Of course, that would mean adding text, and at this point you might not want to go there. BTW – when I got the copy-edited manuscript of HOT WATER, they included instructions for adding text. I never knew that was possible in the production stage, but I’d been reading a book with a Goddess theme, and I actually added a chapter and a half late in the book.
I hope I’m not out of line here. DAKOTA BLUES is wonderful. Now to get back to it.
Why don’t I mail it to you when I finish? So you don’t have to wait till I’m back from Louisiana.
Kathryn
Lynne Spreen says
Kathryn, the more I get to know you, the more I think it’s just the fact that you’re one of the most independent people I know. You love life, and you chase after it with great zest! The Ralphs wouldn’t stand a chance of keeping you interested.
Shawn Spjut (@ShawnSpjut) says
Lynne
Great post. Don’t we all wish our ephipanies came earlier in life? Years ago, I was at a inner healing seminar and the speaker explained the power of forgiveness like this: when we choose not to forgive, it is as though we’ve written I Will Not Forgive on a posty note and are holding it on the walls of the past, unable to move on with our lives. But the moment we take the note down in forgiveness, we release ourselves to move on.

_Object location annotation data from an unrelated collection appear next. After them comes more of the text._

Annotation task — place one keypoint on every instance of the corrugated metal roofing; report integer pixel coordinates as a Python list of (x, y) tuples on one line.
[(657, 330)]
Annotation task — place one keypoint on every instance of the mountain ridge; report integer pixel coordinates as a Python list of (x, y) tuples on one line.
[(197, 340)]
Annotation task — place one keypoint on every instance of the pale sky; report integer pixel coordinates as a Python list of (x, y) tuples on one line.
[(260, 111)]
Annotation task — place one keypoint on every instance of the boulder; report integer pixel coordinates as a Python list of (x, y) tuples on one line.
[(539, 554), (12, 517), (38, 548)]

Keep sharing.
Lynne Spreen says
Shawn, i like the anecdote. Like a lot of thick-headed peeps, I have a problem with the word “forgive” but if you substitute the phrase “move on” it sort of says it all, doesn’t it?
annmercyme says
Lynne, as I have said many times, we have many things in common from our earlier life. I was raised in the same way. It took a lot of self help groups, counseling, and loving people to come to forgiveness prior to my father’s death. That power was released from me in my 30’s.
Today,I can share my story to help others so they to can be free.
Lynne Spreen says
Thanks for saying that, Ann. It’s a little hard to reveal such info about my upbringing but I know there are so many who went thru similar things, and succeeded in spite of.